Where are you going?” said Eliza, looking up quickly.
“I’ve got to go,” he said in a choking voice.
“I’ve got to get away from here.”
Then he saw the fear in her eyes, and the grave troubled child’s stare.
He rushed to where she sat and grasped her hand.
She held him tightly and laid her face against his arm.
“Don’t go yet,” she said.
“You’ve all your life ahead of you.
Stay with me just a day or two.”
“Yes, mama,” he said, falling to his knees.
“Yes, mama.”
He hugged her to him frantically.
“Yes, mama.
God bless you, mama.
It’s all right, mama.
It’s all right.”
Eliza wept bitterly.
“I’m an old woman,” she said, “and one by one I’ve lost you all.
He’s dead now, and I never got to know him.
O son, don’t leave me yet.
You’re the only one that’s left: you were my baby.
Don’t go!
Don’t go.”
She laid her white face against his sleeve.
It is not hard to go (he thought).
But when can we forget?
It was October and the leaves were quaking.
Dusk was beginning.
The sun had gone, the western ranges faded in chill purple mist, but the western sky still burned with ragged bands of orange.
It was October.
Eugene walked swiftly along the sinuous paved curves of Rutledge Road.

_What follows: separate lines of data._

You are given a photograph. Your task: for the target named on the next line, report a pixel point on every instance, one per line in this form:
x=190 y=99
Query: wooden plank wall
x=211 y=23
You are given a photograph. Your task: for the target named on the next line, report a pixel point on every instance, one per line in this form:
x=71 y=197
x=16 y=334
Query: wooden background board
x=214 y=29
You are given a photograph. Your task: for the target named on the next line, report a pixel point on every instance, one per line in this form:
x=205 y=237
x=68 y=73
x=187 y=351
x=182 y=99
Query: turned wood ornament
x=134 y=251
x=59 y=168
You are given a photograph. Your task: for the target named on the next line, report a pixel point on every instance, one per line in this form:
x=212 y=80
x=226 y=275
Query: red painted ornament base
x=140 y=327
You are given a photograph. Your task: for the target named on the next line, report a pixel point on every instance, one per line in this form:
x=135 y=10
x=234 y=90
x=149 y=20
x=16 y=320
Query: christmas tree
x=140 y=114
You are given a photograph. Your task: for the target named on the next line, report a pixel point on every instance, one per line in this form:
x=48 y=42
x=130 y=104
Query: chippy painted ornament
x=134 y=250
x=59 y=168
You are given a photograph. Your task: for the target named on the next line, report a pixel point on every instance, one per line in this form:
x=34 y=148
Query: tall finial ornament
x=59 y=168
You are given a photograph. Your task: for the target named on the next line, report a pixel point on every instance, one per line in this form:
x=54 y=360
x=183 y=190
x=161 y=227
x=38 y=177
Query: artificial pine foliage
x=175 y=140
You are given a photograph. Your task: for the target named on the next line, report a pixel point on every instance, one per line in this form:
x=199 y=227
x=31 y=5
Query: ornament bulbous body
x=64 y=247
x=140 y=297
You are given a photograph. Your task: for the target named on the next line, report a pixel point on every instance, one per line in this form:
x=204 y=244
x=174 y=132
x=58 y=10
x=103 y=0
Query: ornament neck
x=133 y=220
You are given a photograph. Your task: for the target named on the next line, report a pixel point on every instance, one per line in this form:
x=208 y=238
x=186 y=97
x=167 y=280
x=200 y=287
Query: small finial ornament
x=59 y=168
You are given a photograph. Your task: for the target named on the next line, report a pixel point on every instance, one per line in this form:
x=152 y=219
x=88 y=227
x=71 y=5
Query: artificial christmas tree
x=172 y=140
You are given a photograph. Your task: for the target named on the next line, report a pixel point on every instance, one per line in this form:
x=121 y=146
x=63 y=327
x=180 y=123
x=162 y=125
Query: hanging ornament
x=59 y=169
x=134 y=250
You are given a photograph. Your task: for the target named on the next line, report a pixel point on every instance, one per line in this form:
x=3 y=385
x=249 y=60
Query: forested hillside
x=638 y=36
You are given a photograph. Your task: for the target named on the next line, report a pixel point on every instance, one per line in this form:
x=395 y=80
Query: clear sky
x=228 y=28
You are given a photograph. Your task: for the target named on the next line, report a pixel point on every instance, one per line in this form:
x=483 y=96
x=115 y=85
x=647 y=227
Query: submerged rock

There was a smell of fog and supper in the air: a warm moist blur at window-panes, and the pungent sizzle of cookery.
There were mist-far voices, and a smell of burning leaves, and a warm yellow blur of lights.
He turned into an unpaved road by the big wooden sanitarium.
He heard the rich kitchen laughter of the negroes, the larded sizzle of food, the dry veranda coughing of the lungers.
He walked briskly along the lumpy road, with a dry scuffling of leaves.
The air was a chill dusky pearl: above him a few pale stars were out.
The town and the house were behind him.
There was a singing in the great hill-pines.
Two women came down the road and passed him.
He saw that they were country women.
They were dressed rustily in black, and one of them was weeping.
He thought of the men who had been laid in the earth that day, and of all the women who wept.